Pile Up
by Dominic Bell
WINNER £100
Dominic Bell has recently retired from the North Sea and is presently writing dividing his time between writing and updating his programming skills. His main writing project is endlessly editing a series of First World War novels, the number of which increase by one annually due to NaNoWriMo, but this has temporarily been put aside to work on an oil rig based novel. He tries to enter almost all the WM short story competitions to diversify his writing and have the satisfaction of finishing something. He has been runner up six times, and this is his fifth win.
Istay in the middle lane because the lorries are nose to tail in the inner lane. In the outer lane grey and black wedges slash past far over the speed limit, racing home into the setting sun. My old engine is pushing its limit at just over seventy. Someone behind flashes me to go faster. I ignore them. A minute later they swerve out into the fast lane and accelerate away. I fall back a bit from the truck in front of me. Instantly another car leapfrogs past into the space. A minute later it is gone again, cutting out in front of an Audi which hoots angrily, then chases off after it. Only another few minutes to the junction and I will be out of this.

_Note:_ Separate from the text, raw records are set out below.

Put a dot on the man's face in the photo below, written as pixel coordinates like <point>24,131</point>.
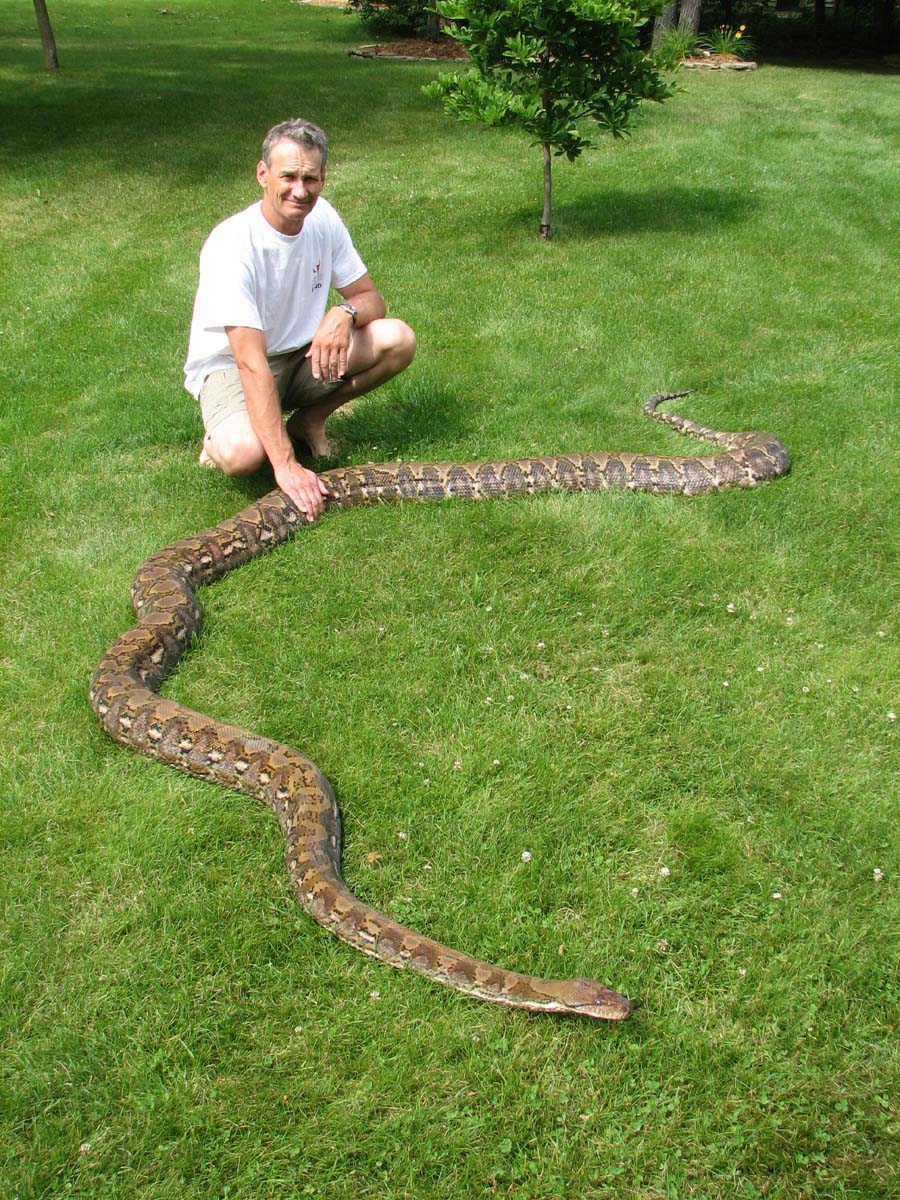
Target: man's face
<point>292,183</point>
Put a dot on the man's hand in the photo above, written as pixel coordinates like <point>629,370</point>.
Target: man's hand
<point>330,347</point>
<point>304,487</point>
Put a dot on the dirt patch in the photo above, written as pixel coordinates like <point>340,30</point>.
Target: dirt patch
<point>414,48</point>
<point>718,63</point>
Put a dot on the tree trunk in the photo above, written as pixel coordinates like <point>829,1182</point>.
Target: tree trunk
<point>689,16</point>
<point>819,17</point>
<point>547,191</point>
<point>885,25</point>
<point>663,23</point>
<point>47,39</point>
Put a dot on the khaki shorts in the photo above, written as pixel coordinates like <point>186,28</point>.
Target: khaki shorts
<point>222,394</point>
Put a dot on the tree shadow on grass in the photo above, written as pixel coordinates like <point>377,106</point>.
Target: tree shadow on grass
<point>669,209</point>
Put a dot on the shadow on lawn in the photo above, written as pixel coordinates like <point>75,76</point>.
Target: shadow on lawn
<point>670,209</point>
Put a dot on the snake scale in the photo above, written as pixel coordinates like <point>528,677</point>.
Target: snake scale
<point>124,691</point>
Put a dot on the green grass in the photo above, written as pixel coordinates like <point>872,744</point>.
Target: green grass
<point>172,1025</point>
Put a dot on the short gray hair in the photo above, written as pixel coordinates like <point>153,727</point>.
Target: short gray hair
<point>305,133</point>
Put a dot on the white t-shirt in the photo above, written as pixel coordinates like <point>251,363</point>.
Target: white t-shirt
<point>255,276</point>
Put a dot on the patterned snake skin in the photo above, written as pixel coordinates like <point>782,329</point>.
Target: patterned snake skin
<point>125,685</point>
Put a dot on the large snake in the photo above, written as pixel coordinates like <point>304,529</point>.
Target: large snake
<point>124,689</point>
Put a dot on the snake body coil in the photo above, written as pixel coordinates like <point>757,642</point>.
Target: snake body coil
<point>125,684</point>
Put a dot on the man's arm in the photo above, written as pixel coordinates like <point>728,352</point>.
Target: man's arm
<point>264,411</point>
<point>330,346</point>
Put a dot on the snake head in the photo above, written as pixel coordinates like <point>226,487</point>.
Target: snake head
<point>586,997</point>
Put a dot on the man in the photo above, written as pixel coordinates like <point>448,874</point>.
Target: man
<point>263,340</point>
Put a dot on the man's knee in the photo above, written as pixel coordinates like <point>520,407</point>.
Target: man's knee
<point>234,448</point>
<point>401,340</point>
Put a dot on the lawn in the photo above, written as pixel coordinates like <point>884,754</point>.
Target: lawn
<point>683,709</point>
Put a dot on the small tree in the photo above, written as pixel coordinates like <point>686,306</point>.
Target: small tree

I don’t see what happens, but suddenly the long curve of the road ahead is full of flaring brake lights. Time slows. The lorry ahead swerves out suddenly into the fast lane and a black BMW slams into its back, bounces off the barrier and is lost from view in a cacophony of screaming brakes and horns. I am trapped in the middle, not daring to brake too hard because in the mirror looms the rapidly approaching lorry behind. A car spins ahead, its full beam headlights blinding me for a second. To my left an articulated lorry squeals and jackknifes slowly sliding out in front of me, to flick the spinning car out of its way. I steer left to avoid it and the side of another lorry looms metres away.